OBJECTIVE: To systematically evaluate the efficacy and safety of the method of placing the distal stent opening above the duodenal papilla (hereinafter referred to Above method) for endoscopic retrograde stent internal drainage in MBO patients.

METHODS: PubMed, Embase, Web of science and Cochrane databases were searched to identify clinical studies comparing the stent distal opening mounted above the papilla and across the papilla (hereinafter referred to Across method), Comparison indicators included stent patency, stent occlusion rate, clinical success rate, overall complication rate, postoperative cholangitis rate, and overall survival. Revman5.4 software was used for meta-analysis, funnel plot and publication bias and Egger’s test were completed by Stata14.0 software.

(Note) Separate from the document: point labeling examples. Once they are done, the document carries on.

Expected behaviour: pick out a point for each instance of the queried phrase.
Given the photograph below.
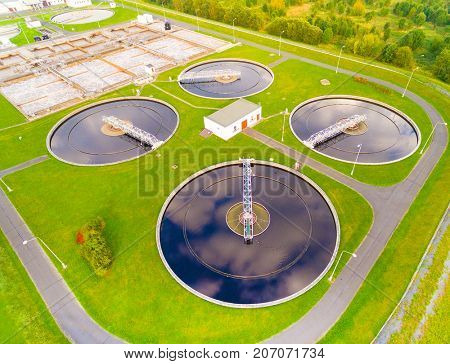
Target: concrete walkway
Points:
(389, 205)
(72, 319)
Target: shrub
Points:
(95, 248)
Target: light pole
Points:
(25, 242)
(429, 136)
(409, 80)
(285, 112)
(356, 160)
(279, 45)
(7, 187)
(196, 14)
(337, 263)
(339, 58)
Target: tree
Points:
(94, 247)
(369, 45)
(358, 8)
(327, 35)
(420, 18)
(404, 57)
(388, 53)
(414, 39)
(441, 68)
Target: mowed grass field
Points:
(138, 300)
(388, 279)
(120, 15)
(429, 303)
(24, 316)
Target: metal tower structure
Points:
(134, 132)
(208, 76)
(247, 200)
(333, 130)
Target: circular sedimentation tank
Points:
(82, 138)
(254, 78)
(386, 136)
(82, 16)
(200, 235)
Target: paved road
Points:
(389, 205)
(74, 322)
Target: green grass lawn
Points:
(24, 316)
(144, 303)
(138, 300)
(388, 279)
(437, 326)
(121, 15)
(292, 86)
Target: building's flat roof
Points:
(233, 112)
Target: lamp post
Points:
(429, 137)
(285, 112)
(356, 160)
(196, 14)
(409, 80)
(25, 242)
(337, 263)
(339, 58)
(164, 11)
(279, 45)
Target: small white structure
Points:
(78, 3)
(149, 70)
(233, 118)
(145, 19)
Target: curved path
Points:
(389, 205)
(71, 318)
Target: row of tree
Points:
(212, 9)
(433, 11)
(334, 28)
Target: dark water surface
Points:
(389, 136)
(212, 260)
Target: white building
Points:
(78, 3)
(233, 118)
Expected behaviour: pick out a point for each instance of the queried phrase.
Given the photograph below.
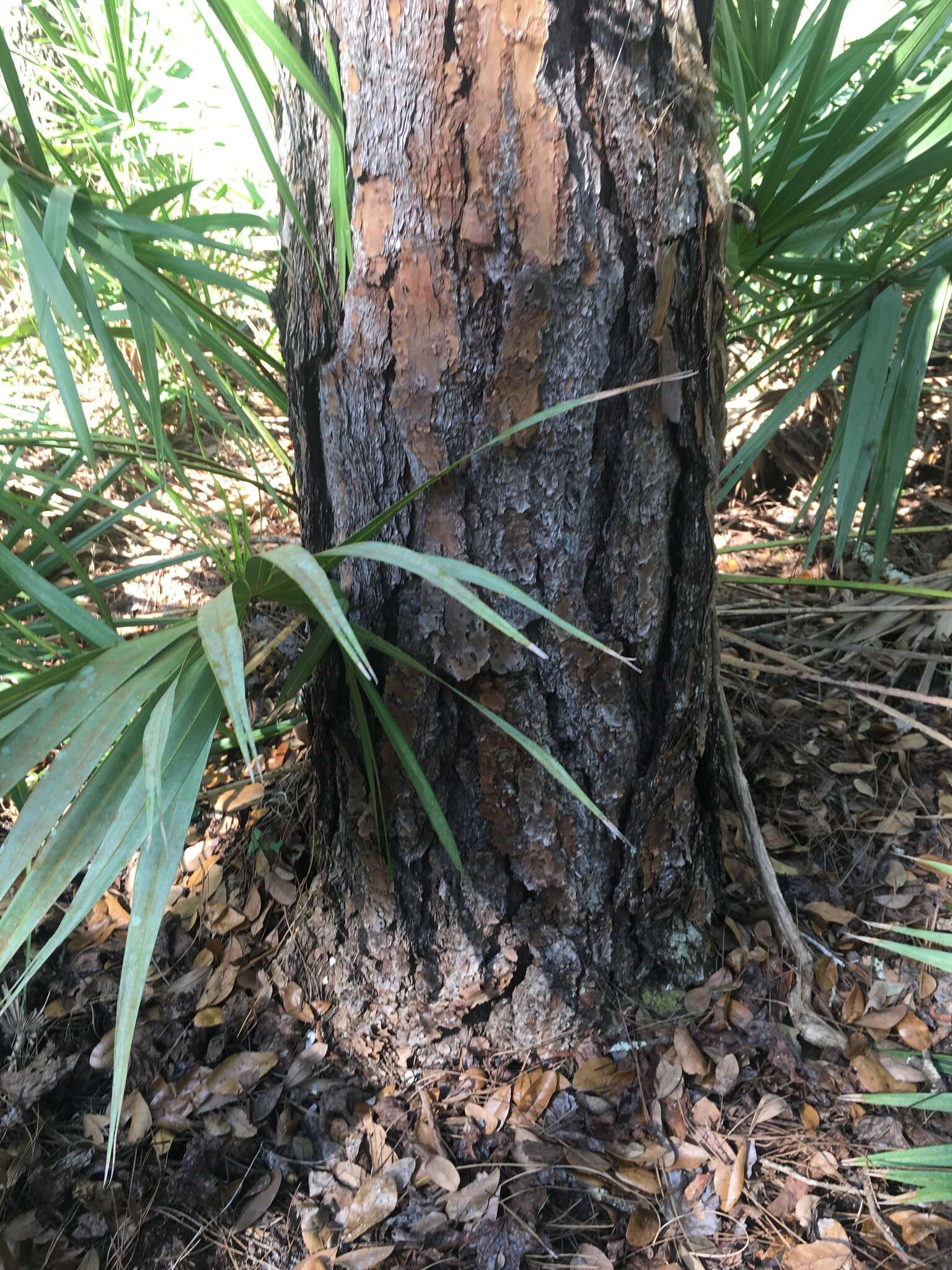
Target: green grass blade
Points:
(451, 575)
(867, 411)
(809, 383)
(154, 739)
(305, 571)
(18, 99)
(40, 724)
(117, 52)
(306, 664)
(157, 865)
(54, 601)
(920, 1101)
(741, 99)
(415, 775)
(924, 322)
(549, 762)
(42, 269)
(277, 42)
(221, 638)
(804, 102)
(273, 166)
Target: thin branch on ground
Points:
(808, 1023)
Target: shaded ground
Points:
(715, 1139)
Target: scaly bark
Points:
(539, 213)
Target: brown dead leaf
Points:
(884, 1020)
(874, 1076)
(690, 1157)
(810, 1117)
(102, 1057)
(602, 1076)
(485, 1119)
(641, 1179)
(219, 988)
(770, 1106)
(826, 973)
(692, 1061)
(729, 1179)
(364, 1259)
(376, 1199)
(589, 1258)
(254, 1208)
(472, 1201)
(643, 1227)
(706, 1113)
(294, 1001)
(236, 798)
(823, 1163)
(917, 1227)
(211, 1018)
(853, 1005)
(306, 1064)
(726, 1075)
(281, 889)
(829, 913)
(239, 1123)
(914, 1032)
(427, 1132)
(439, 1170)
(822, 1255)
(240, 1072)
(498, 1105)
(668, 1078)
(140, 1117)
(532, 1093)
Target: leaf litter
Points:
(716, 1140)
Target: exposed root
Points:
(808, 1023)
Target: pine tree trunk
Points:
(539, 213)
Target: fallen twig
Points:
(809, 1024)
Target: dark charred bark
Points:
(539, 213)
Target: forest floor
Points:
(720, 1139)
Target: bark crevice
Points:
(537, 211)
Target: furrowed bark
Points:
(539, 213)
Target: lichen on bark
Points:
(539, 214)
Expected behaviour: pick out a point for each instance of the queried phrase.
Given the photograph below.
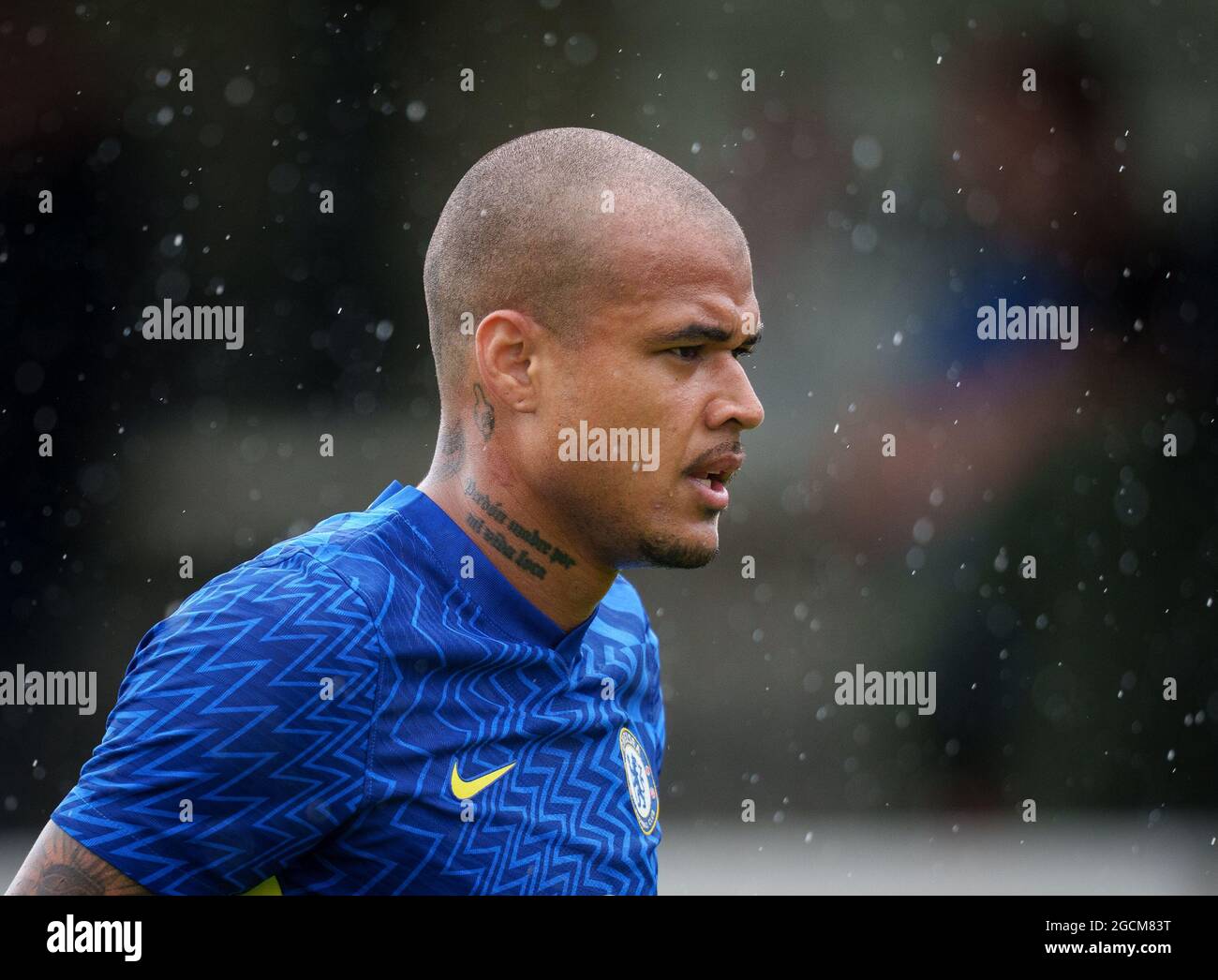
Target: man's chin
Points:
(677, 553)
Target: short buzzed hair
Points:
(525, 229)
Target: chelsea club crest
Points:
(641, 780)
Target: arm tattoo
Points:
(483, 413)
(59, 866)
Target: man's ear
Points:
(507, 346)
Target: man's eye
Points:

RESULTS: A total of 11 clinical studies (8 case-control studies, 3 RCT studies) were included, with a total of 751 patients (318 cases in the Above group and 433 cases Across group). The overall patency of Above method was longer than that of Across method (HR = 0.60, 95%CI [0.46-0.78], p < 0.001). Subgroup analysis showed statistical difference using plastic stent (HR = 0.49, 95%CI [0.33,0.73], p < 0.001). Inversely, there didn’t exist significant difference in which metal stent were adopted (HR= 0.74, 95%CI [0.46,1.18], p = 0.21). Similarly, there also without statistical difference between patients with plastic stent placed above the papilla and metal stent mounted Across the papilla (HR = 0.73, 95%CI [0.15,3.65], p = 0.70). Moreover, the overall complication rate of the Above method was lower than that of the Across method (OR = 0.48,95%CI [0.30,0.75], p = 0.002). On the contrary, the differences of stent occlusion rate (OR = 0.86,95%CI [0.51,1.44], p = 0.56), overall survival (HR = 0.90, 95%CI [0.71,1.13]), p = 0.36), the clinical success rate (OR = 1.30, 95%CI [0.52,3.24], p = 0.57) and postoperative cholangitis rats (OR = 0.73, 95%CI [0.34,1.56], p = 0.41) were not statistically significant.

CONCLUSIONS: The distal opening of the stent can be placed above the duodenal main papilla for eligible MBO patients who receiving endoscopic retrograde stent drainage treatment, which can effectively prolong the patency duration when plastic stent is used, and reduce the overall risk of complications.